Jesus, what am I doing?

“Did you miss me?” he asks, dragging his fingers down to the buttons of my shirt. He starts unfastening them one by one as I battle to find some air and some words. “Beau?” His hands stop, his head tilts, his eyes blaze. Demand. He’s not rushing. He really couldn’t give two fucks if Dean walks in on us. “Did you miss me?”

“I missed this,” I say quietly. Today was as long as a day could be. I was restless, my thoughts chaotic, jumping between James, Lawrence, Zinnea, and whether Nath has found out anything about Mom yet.

“This is me,” he says roughly. “This is us.”

“What are you saying?”

He pulls my shirt open and yanks the cups of my bra down, and I jerk, harder still when he takes my breasts and molds firmly. “I’m saying there is no this if there is no us.” He undoes the fly of his trousers, unfastens a few more buttons of his shirt and pulls it over his head, and then works my fly, tugging my jeans down my legs to my ankles, leaving them there, effectively restraining my feet too.

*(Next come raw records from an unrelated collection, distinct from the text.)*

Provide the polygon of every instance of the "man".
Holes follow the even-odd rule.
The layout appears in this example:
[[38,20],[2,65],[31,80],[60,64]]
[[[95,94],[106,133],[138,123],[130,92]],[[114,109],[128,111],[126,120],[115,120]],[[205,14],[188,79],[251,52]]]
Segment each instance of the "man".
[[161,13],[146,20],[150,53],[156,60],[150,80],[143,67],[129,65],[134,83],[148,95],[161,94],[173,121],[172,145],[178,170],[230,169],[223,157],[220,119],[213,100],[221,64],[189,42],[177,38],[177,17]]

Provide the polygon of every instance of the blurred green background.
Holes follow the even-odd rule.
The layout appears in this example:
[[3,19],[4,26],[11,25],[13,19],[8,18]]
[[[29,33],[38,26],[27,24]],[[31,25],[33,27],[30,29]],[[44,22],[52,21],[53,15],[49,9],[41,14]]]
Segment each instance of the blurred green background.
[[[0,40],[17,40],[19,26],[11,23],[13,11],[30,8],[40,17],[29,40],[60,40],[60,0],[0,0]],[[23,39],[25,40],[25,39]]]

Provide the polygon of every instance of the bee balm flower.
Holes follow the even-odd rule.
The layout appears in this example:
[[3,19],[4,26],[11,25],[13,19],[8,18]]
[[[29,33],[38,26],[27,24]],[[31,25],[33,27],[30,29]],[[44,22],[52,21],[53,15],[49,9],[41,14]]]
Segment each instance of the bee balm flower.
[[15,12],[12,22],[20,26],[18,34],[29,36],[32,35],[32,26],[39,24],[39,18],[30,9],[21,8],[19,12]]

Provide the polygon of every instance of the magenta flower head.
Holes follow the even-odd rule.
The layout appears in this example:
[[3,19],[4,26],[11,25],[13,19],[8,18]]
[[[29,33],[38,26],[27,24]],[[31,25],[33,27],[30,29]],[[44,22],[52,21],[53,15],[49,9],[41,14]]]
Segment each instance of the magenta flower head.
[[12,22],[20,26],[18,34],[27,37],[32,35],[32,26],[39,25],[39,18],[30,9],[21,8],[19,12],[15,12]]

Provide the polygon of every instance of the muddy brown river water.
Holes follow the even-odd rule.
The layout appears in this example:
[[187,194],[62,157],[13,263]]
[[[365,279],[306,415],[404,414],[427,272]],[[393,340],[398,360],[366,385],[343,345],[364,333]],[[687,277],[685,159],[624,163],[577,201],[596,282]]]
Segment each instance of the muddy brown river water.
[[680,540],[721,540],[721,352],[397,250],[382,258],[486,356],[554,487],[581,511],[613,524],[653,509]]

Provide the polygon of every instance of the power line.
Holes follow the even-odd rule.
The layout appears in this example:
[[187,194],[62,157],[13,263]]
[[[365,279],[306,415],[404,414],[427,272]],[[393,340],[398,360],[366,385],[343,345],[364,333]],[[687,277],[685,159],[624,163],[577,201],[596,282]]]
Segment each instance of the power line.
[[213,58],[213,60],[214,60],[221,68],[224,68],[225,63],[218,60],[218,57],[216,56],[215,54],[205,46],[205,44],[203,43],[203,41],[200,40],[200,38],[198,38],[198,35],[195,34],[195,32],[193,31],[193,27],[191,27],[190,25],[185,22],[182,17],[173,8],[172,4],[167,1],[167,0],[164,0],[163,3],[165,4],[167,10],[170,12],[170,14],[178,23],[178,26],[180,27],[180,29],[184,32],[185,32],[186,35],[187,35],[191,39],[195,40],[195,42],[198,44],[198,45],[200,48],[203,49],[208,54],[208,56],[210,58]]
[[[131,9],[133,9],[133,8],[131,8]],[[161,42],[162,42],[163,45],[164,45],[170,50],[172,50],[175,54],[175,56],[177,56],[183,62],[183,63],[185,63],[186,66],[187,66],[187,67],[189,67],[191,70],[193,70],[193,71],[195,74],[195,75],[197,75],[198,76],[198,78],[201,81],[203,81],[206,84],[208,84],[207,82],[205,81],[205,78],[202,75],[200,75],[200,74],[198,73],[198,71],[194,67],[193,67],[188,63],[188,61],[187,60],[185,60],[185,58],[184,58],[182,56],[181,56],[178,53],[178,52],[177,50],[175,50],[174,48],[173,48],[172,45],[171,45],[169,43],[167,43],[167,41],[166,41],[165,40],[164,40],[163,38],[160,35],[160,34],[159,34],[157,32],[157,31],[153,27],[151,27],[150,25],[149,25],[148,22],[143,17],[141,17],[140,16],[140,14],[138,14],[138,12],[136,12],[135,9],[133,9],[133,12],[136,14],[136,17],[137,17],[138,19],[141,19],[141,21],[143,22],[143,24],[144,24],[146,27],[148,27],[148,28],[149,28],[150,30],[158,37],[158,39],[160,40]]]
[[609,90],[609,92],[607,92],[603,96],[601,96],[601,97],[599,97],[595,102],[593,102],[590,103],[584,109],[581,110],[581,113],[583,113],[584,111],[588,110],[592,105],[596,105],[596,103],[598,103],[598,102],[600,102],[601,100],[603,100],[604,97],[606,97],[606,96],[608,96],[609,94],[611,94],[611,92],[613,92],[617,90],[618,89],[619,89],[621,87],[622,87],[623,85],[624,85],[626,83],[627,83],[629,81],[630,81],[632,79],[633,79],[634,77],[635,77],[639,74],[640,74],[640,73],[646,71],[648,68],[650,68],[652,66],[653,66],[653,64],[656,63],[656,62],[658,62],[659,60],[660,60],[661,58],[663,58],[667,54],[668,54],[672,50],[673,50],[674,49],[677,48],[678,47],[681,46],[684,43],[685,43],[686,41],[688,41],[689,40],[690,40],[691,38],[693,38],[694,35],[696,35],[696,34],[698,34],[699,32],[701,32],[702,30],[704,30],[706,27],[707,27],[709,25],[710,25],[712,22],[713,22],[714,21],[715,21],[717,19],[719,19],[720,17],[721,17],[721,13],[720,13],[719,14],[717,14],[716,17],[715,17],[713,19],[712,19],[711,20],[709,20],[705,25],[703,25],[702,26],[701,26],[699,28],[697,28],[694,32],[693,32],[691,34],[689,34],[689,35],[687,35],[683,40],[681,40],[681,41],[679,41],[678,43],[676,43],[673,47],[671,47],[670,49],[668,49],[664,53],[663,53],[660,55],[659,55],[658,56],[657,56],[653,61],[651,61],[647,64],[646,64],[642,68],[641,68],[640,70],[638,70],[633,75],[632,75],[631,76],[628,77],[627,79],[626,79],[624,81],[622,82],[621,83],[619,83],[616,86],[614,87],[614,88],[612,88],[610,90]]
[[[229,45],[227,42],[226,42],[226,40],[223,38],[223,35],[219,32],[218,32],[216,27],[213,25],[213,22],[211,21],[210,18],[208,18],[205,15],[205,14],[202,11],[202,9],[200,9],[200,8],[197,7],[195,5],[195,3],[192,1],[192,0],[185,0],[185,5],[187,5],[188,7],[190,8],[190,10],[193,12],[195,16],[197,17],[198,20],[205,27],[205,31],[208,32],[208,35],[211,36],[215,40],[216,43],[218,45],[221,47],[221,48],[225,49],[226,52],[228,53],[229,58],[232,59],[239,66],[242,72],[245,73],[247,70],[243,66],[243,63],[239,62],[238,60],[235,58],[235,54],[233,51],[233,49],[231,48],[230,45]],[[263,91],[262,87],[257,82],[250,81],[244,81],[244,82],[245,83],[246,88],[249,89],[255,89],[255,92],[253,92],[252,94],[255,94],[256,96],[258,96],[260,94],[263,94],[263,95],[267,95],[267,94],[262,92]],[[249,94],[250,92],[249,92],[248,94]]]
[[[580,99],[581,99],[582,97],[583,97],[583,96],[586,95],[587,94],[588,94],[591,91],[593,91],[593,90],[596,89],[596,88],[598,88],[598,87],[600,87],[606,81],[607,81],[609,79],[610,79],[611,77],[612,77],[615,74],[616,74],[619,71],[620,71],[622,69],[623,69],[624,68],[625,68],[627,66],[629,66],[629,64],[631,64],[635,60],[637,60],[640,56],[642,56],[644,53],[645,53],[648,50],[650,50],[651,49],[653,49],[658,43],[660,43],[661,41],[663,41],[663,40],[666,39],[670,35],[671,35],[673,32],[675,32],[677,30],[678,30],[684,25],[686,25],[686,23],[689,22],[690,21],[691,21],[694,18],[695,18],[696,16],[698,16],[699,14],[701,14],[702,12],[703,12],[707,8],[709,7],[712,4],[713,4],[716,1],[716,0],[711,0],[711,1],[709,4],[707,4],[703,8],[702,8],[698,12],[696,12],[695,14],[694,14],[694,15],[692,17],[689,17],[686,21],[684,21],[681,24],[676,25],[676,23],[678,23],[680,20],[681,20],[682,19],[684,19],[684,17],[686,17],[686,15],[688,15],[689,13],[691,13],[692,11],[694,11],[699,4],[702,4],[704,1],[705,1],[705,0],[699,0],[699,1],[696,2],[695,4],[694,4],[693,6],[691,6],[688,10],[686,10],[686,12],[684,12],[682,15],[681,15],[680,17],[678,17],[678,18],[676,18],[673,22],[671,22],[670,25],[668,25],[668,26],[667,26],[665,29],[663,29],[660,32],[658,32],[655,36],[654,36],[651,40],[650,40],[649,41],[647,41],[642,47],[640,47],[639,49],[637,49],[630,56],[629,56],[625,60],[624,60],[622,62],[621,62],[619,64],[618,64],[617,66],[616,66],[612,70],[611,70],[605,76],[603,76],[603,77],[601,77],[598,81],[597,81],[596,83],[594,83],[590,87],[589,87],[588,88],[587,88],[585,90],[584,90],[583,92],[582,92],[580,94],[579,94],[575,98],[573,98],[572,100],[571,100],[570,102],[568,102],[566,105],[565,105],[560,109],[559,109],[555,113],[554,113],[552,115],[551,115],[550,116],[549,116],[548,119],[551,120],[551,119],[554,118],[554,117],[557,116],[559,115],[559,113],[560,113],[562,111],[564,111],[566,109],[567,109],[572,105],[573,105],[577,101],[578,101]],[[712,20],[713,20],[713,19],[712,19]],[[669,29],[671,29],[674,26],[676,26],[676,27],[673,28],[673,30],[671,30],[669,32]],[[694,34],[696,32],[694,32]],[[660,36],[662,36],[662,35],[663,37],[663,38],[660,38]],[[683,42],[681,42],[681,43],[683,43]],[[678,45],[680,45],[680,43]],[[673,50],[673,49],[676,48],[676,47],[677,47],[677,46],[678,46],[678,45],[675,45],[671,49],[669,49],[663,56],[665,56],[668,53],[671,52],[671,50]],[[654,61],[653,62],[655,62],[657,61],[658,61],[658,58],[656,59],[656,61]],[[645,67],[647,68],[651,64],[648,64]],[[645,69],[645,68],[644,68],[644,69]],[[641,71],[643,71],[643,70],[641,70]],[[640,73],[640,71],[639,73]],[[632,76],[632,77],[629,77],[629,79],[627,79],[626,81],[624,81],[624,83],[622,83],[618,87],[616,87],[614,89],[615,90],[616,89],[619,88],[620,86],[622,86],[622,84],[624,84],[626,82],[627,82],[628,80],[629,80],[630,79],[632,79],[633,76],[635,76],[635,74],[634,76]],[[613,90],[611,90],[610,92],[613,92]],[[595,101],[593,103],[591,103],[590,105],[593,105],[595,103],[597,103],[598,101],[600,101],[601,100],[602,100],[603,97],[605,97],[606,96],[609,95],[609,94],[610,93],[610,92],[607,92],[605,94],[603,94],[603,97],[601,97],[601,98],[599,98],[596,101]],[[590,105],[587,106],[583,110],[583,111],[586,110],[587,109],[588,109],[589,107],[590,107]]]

I look at the ceiling, every brain cell consumed by a need inside simmering dangerously, ready to bubble over and have me screaming his name. But I still manage to read between the lines of his words. What he’s saying, James-style, is that only he can do this to me. No other man. No one. Only him.

“What are you going to do?” I pant, knowing there’s no chance of penetration when my legs are unable to spread. “Tell me what you’re going to do.” I need to prepare. It’s a crazy claim. I could never be prepared for James. But always ready. Always willing.

When he doesn’t answer, I find him again. His thick cock rests in his hand, being stroked slowly, every muscle in his chest rolling smoothly. “Oh God,” I breathe, knowing the level of torture I’m about to face, restrained, unable to touch him or myself. This won’t be escape. This will be hell. “James.” I look at him with pleading eyes, shaking my head. I will have to depend on him, and something tells me he’s not in an accommodating mood. I’m blaming Dean. Or James for being unreasonably possessive.